Phenylephrine caused a large increase in the pA detected by the ATP probe. This response was attenuated by the addition of prazosin at 1.4 μmol l⁻¹ and somewhat attenuated by 14.29 μmol l⁻¹, but high doses of prazosin (142.9 μmol l⁻¹) also attenuated the response of the null probe. Therefore, in subsequent experiments, the dose of prazosin used was 1.4 μmol l⁻¹.

Figure 9. Summary of the results from removing the endothelium and blocking with the α₁-antagonist, prazosin (n = 4)
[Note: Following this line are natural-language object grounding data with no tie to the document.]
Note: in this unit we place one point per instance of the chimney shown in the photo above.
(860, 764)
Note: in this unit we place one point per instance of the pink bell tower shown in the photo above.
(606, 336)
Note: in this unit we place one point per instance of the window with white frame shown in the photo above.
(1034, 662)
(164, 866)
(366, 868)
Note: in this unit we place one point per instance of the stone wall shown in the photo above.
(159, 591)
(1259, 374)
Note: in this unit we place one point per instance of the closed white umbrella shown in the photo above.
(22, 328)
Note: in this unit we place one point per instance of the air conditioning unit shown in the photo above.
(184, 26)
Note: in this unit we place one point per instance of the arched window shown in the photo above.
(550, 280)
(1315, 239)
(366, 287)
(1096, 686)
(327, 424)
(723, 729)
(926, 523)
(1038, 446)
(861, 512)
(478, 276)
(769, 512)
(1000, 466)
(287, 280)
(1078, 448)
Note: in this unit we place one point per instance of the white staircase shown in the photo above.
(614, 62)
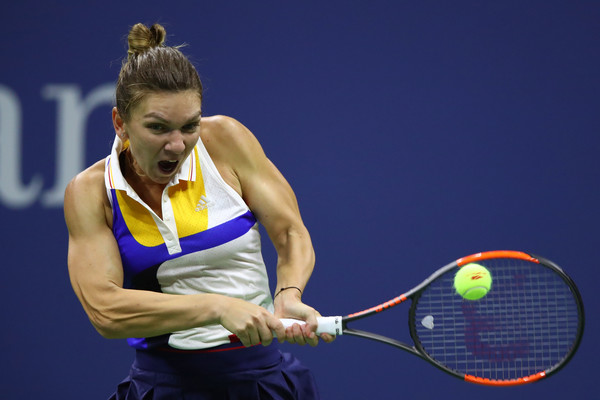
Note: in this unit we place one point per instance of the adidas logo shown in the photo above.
(203, 203)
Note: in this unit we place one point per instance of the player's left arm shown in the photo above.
(273, 202)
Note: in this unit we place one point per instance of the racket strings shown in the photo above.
(526, 324)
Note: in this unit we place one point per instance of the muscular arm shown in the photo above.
(97, 278)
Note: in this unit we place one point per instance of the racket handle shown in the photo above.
(331, 325)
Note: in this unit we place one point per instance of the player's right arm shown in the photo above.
(96, 275)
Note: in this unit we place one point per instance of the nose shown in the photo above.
(175, 143)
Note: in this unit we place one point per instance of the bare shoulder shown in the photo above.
(85, 196)
(225, 134)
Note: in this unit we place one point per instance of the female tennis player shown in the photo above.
(164, 247)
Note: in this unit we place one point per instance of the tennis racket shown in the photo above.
(526, 328)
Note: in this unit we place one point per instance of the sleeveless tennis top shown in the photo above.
(206, 242)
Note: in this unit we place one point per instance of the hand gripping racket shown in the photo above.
(526, 328)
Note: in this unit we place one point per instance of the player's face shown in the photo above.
(162, 131)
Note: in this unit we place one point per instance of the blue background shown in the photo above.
(413, 133)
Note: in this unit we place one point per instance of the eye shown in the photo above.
(155, 127)
(190, 128)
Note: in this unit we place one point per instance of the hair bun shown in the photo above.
(141, 38)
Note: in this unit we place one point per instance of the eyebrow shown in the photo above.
(159, 117)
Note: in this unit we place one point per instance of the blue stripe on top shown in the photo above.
(137, 258)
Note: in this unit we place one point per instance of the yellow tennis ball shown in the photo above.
(472, 281)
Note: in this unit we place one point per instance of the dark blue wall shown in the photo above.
(414, 133)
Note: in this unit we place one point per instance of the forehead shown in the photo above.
(169, 105)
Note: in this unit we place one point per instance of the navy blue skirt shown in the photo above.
(227, 372)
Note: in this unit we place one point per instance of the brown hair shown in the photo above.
(152, 67)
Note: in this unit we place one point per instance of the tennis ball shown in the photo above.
(472, 281)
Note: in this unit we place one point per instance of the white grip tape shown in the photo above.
(331, 325)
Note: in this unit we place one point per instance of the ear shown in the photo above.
(119, 124)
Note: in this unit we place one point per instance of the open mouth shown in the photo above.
(167, 166)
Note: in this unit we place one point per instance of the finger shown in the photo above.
(327, 338)
(310, 336)
(277, 329)
(298, 334)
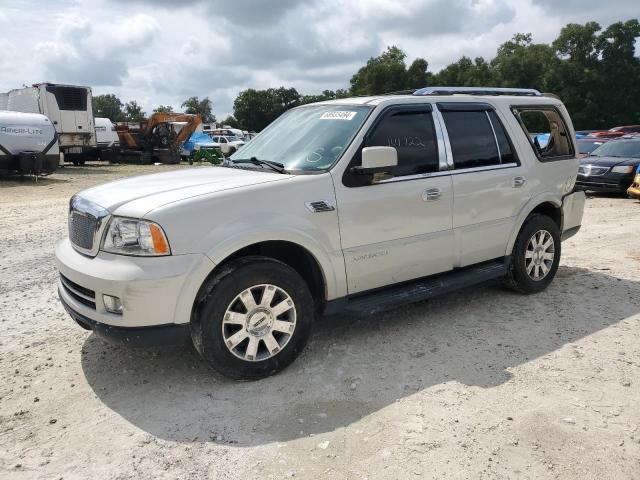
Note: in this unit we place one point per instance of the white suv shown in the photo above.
(352, 205)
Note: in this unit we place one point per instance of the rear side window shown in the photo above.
(412, 134)
(473, 143)
(546, 131)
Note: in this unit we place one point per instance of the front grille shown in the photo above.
(591, 171)
(82, 228)
(79, 293)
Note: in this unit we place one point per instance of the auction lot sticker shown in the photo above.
(338, 115)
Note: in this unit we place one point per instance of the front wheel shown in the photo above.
(536, 255)
(253, 318)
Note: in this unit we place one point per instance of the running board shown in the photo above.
(423, 289)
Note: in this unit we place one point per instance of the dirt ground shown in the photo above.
(479, 384)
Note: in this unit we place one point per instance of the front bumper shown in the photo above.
(154, 291)
(161, 335)
(604, 183)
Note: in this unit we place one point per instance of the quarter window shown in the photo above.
(473, 143)
(412, 134)
(546, 131)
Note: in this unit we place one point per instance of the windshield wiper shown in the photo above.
(278, 167)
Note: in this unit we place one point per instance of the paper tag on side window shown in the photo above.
(338, 115)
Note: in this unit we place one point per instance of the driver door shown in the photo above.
(398, 227)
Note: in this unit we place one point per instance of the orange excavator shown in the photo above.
(157, 139)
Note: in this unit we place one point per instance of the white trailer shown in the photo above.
(28, 143)
(67, 106)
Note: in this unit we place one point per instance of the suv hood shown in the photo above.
(153, 191)
(609, 161)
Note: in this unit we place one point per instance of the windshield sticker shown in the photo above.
(337, 115)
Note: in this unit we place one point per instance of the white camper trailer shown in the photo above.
(28, 143)
(67, 106)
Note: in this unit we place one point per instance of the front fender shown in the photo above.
(331, 262)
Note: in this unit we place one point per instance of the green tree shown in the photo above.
(133, 112)
(202, 107)
(107, 106)
(255, 109)
(522, 63)
(231, 122)
(163, 109)
(382, 74)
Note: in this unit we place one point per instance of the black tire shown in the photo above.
(518, 279)
(217, 295)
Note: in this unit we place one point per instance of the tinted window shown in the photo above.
(471, 138)
(547, 131)
(507, 154)
(413, 135)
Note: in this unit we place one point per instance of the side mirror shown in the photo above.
(377, 160)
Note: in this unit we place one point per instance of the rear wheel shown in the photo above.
(253, 318)
(536, 255)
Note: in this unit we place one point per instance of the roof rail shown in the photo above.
(527, 92)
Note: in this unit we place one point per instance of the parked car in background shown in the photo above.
(435, 192)
(584, 133)
(587, 145)
(201, 146)
(616, 132)
(610, 167)
(634, 189)
(234, 143)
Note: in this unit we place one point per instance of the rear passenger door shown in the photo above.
(489, 183)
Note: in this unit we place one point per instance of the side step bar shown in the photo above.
(423, 289)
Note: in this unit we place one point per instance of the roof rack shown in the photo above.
(525, 92)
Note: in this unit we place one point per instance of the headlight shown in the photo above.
(129, 236)
(622, 169)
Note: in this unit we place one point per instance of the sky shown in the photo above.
(160, 52)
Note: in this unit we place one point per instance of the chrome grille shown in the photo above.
(86, 223)
(82, 228)
(592, 171)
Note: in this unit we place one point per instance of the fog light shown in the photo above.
(112, 304)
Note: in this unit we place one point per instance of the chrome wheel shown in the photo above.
(539, 255)
(259, 322)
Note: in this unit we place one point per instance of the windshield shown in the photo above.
(307, 138)
(617, 148)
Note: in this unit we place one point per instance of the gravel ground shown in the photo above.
(484, 383)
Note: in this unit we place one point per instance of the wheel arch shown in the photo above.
(545, 204)
(300, 258)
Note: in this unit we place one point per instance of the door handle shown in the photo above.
(518, 182)
(431, 194)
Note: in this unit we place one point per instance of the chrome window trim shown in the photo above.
(449, 153)
(81, 206)
(495, 137)
(440, 140)
(500, 166)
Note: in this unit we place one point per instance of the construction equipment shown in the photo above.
(157, 139)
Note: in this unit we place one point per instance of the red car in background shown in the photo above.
(616, 132)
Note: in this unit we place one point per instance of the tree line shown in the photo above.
(595, 71)
(111, 107)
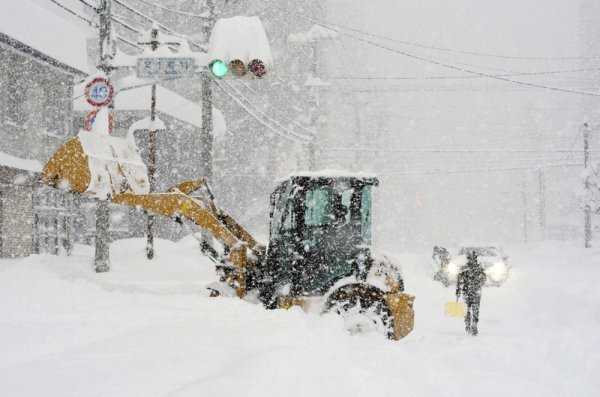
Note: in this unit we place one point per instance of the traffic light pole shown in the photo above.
(102, 246)
(587, 210)
(206, 164)
(207, 126)
(152, 155)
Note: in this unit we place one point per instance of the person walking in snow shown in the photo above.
(469, 284)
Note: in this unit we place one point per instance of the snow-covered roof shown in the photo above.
(8, 160)
(242, 38)
(45, 31)
(328, 173)
(167, 102)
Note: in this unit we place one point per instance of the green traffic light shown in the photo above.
(218, 69)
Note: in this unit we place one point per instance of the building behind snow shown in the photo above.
(36, 79)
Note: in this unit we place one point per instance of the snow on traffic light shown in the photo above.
(237, 46)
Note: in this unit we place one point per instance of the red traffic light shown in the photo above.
(237, 67)
(257, 67)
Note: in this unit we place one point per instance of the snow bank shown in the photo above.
(148, 328)
(115, 164)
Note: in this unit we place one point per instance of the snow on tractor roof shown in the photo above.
(328, 173)
(242, 38)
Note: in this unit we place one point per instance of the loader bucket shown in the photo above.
(98, 165)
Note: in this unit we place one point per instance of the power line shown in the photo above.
(88, 5)
(434, 62)
(91, 23)
(120, 20)
(160, 25)
(189, 14)
(470, 171)
(257, 118)
(461, 151)
(476, 170)
(458, 77)
(450, 50)
(277, 110)
(240, 95)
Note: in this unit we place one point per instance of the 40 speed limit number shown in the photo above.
(99, 92)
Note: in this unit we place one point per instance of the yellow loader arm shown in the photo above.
(106, 167)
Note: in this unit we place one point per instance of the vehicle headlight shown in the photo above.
(452, 269)
(498, 271)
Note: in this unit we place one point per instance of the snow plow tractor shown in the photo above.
(318, 257)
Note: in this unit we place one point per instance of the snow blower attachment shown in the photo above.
(319, 254)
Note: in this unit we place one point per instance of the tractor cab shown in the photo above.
(320, 231)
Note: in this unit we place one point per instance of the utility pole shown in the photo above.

A shows the change in ATP overflow with prazosin from the control condition. Prazosin attenuated ATP overflow in the late phase in 2 out of 3 arterioles studied (P > 0.05). B shows the mean response for the control and prazosin condition. Blocking α₁-receptors with prazosin resulted in a small attenuation of ATP overflow.

Figure 10. Mean ATP overflow from 1A arterioles from young adult, mature adult and middle aged rats

Arterioles from young adult (2 months old, n = 7) animals (A) had high ATP release in the first 20 s following field stimulation and again at the 25 to 60 s time point. Mature adult rats (6 months old, n = 4; B) had a small ATP overflow from 0 to 10 s and again starting at 35 s following field stimulation (P < 0.05 different from 2-month- and 12-month-old groups). ATP overflow in middle aged animals (12 months old, n = 5; C) followed a similar pattern as occurred in the younger animals, but the magnitude of the response was approximately 4-fold higher (P < 0.05), compared to 6-month-old animals. *P < 0.05 different from 2-month- and 12-month-old animals.